En outre, l’inclinaison homolatéral du tronc chez les personnes avec PFP a été rapporté pour être une compensation d’une faiblesse des abducteurs de hanche de membre d'attitude.
Il a également été démontré que la force du tronc est corrélée avec l'abduction du genou pendant la phase d’appui, ainsi qu'avec la fonction auto-déclarée chez les personnes atteintes de PFP.
 
Énoncé 1.2c. Les personnes atteintes de PFP présentent une raideur du quadriceps et des muscles ischio-jambiers.

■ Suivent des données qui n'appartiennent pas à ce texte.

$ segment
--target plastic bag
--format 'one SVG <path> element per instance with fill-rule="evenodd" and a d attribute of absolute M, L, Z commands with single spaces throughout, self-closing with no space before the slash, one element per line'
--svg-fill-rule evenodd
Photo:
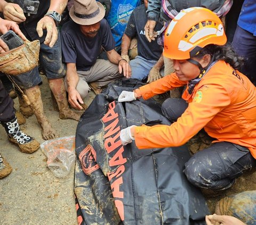
<path fill-rule="evenodd" d="M 75 135 L 46 140 L 40 147 L 47 156 L 47 165 L 59 178 L 66 177 L 75 164 Z"/>

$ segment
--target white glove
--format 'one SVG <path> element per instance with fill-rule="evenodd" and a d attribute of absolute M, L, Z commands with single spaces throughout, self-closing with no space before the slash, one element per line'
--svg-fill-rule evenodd
<path fill-rule="evenodd" d="M 123 90 L 118 97 L 118 102 L 131 102 L 136 100 L 134 96 L 134 93 L 133 91 L 127 91 Z"/>
<path fill-rule="evenodd" d="M 132 137 L 132 134 L 131 133 L 131 128 L 133 127 L 135 127 L 135 126 L 133 125 L 121 130 L 120 139 L 123 145 L 126 145 L 127 144 L 131 143 L 132 140 L 134 139 L 134 138 Z"/>

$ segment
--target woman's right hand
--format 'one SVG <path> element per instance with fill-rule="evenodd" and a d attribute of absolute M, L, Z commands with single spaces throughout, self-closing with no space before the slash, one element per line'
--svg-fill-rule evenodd
<path fill-rule="evenodd" d="M 241 220 L 229 215 L 219 215 L 215 214 L 206 215 L 205 222 L 207 225 L 246 225 Z"/>

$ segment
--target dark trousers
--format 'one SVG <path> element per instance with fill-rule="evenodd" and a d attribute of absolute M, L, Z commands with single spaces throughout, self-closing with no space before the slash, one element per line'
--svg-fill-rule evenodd
<path fill-rule="evenodd" d="M 168 98 L 163 103 L 162 110 L 174 121 L 187 106 L 183 99 Z M 247 148 L 225 141 L 215 143 L 195 154 L 185 164 L 183 172 L 195 186 L 223 190 L 229 188 L 245 171 L 255 168 L 256 160 Z"/>
<path fill-rule="evenodd" d="M 0 81 L 0 122 L 7 122 L 14 117 L 13 101 Z"/>
<path fill-rule="evenodd" d="M 256 36 L 237 26 L 232 46 L 236 53 L 243 56 L 245 63 L 240 71 L 252 82 L 256 82 Z"/>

Cependant, les études prospectives reliant la raideur musculaire au développement de la PFP sont incompatibles.
 
Bien que les personnes souffrant de PFP aient des muscles ischio-jambiers plus courts que les témoins asymptomatiques, une raideur des ischio-jambiers ne prédit pas le développement d’un PFP.
Plusieurs études rapportent que les personnes souffrant de PFP présentent une raideur du quadriceps, et un muscle quadriceps raccourci s'est avéré être un prédicteur du développement de la PFP.
 
Énoncé 1.3. L'épaisseur réduite du cartilage patellaire peut contribuer à une charge articulaire élevée.
 
Une réduction de l'épaisseur du cartilage rotulien a été associée à une augmentation de la déformation osseuse patellaire et à une diminution des capacités de déformation du cartilage patellaire.
L'épaisseur réduite du cartilage s'est également avérée entraîner une contrainte cartilagineuse élevée pour une charge donnée.
Ainsi, une diminution de l'épaisseur du cartilage patellaire peut contribuer à un cercle vicieux de la pathologie articulaire fémoro-patellaire (épaisseur réduite du cartilage → stress cartilagineux élevé → réduction supplémentaire de l'épaisseur du cartilage → arthrose fémoro-patellaire (PFJOA)).
Il a été rapporté que les personnes ayant une charge fémoro-patellaire élevée présentaient une diminution de l'épaisseur et une diminution du comportement déformationnel du cartilage patellaire par rapport aux témoins appariés selon l'âge et l'activité.
Cependant, la découverte d'une diminution de l'épaisseur du cartilage dans cette population n'est pas uniforme d'une étude à l'autre.
 
 
Article de référence
Powers, C. M., Witvrouw, E., Davis, I. S., & Crossley, K. M. (2017). Evidence-based framework for a pathomechanical model of patellofemoral pain: 2017 patellofemoral pain consensus statement from the 4th International Patellofemoral Pain Research Retreat, Manchester, UK: part 3. Br J Sports Med, bjsports-2017.